Researchers at the California Institute of Technology (Caltech) have developed an optical “tuning fork” device they say could help improve high-speed communications, navigation and remote sensing by stabilizing the signals of high-quality lasers and the electrical currents needed to power electronics.
“When you’re tuning a piano, a tuning fork gives a standardized pitch, or reference sound frequency; in optical resonators the ‘pitch’ corresponds to the color, or wavelength, of the light. Our device provides a consistent light frequency that improves both optical and electronic devices when it is used as a reference,” Kerry Vahala, Ted and the Ginger Jenkins Professor of information science and technology and applied physics, said. A silica glass chip resonator with a specially designed path for the photons in the shape of an Archimedean spiral was used to help stabilize the light’s frequency.
“Using this shape [of an Archimedean spiral] allows the longest path in the smallest area on a chip. We knew that if we made the photons travel a longer path, the whole device would become more stable,” Hansuek Lee, a senior researcher in Vahala’s lab and lead author on the paper.
In addition to being used as a frequency reference for lasers, researchers believe the device could be used to help efforts to shrink optical oscillators, which are considered better than electronic oscillators at delivering stable microwave and radio frequencies.
“A miniaturized optical oscillator will represent a shift in the traditional roles of photonics and electronics.
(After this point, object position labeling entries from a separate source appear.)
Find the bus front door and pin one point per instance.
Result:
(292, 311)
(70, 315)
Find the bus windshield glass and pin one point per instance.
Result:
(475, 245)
Currently, electronics perform signal processing while photonics rule in transporting information from one place to another over fiber-optic cable. Eventually, oscillators in high-performance electronics systems, while outwardly appearing to be electronic devices, will internally be purely optical,” Vahala said.
“The technology that Kerry and his group have introduced opens a new avenue to move precision optical frequency sources out of the lab and onto a compact, robust and integrable silicon-based platform,” Scott Diddams, physicist and project leader at the National Institute of Standards and Technology, recent Moore Distinguished Scholar at Caltech and a coauthor on the study, said. “It opens up many new and unexplored options for building systems that could have greater impact to ‘real-world’ applications.”